- 1 Notes on Foucault Archaeology Knowledge: Introduction; The Historic a Priori and the Archive
Notes on Foucault Archaeology Knowledge: Introduction; The Historic a Priori and the Archive
Introduction: history and documents
- Foucault distinguishes between: rapidly changing history & unmoving histories, history & history of ideas
- rapidly changing history
(governments, wars, famines) and
- unmoving histories
(history of sea routes, history of corn or gold-mining, history of drought and irrigation, history of crop rotation, history of balance achieved by the human species between hunger and abundance)
looks for continuities of long unities of time: centuries, periods
- history of ideas
looks for discontinuities, ruptures in history.

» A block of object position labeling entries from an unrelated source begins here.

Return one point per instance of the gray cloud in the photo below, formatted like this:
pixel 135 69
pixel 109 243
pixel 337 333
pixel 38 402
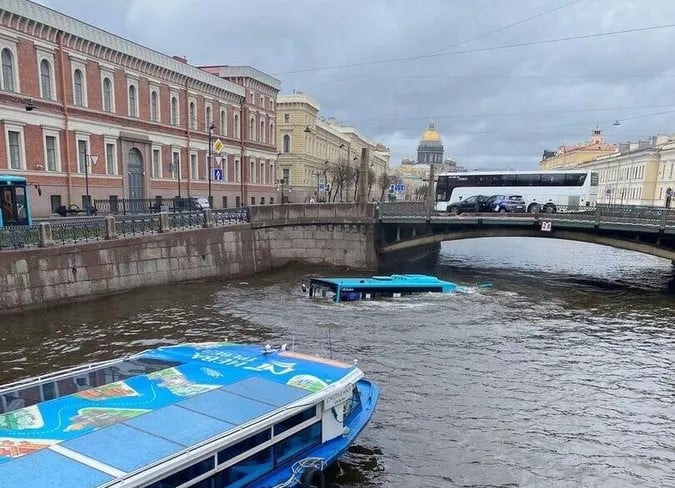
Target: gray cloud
pixel 495 109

both disciplines (history and history of ideas) are questioning the document. history has altered is position in relation to the document: it is NOT its primary concern the interpretation of the document, but to work within and develop the document "history now organizes the document
Analysis of history
- Old questions of analysis
(What link should be made between disparate events? How can a causal succession be established between them? What continuity or overall significance do they possess? Is it possible to define a totality, or must one be content with reconstituting connexions?)
are replaced by
- new questions
(Which strata should be isolated from others? What types of series should be established? What criteria of periodization should be adopted for each of them? What system of relations may be established between them? What series of series may be established? In what large-scale chronological table may distinct series of events be determined?)
- history ≠ collective memory, based on documents to keep memories alive
- history = work expended on material documentation (books, texts, accounts, registers, acts, buildings, institutions, laws, techniques, objects, customs) that exists in every time and place, in every society
- "history is now trying to define within the documentary material itself units, totalities, series, relations" p.7
- "history is one way in which a society recognizes and develops a mass of documentation with which it is inextricably linked"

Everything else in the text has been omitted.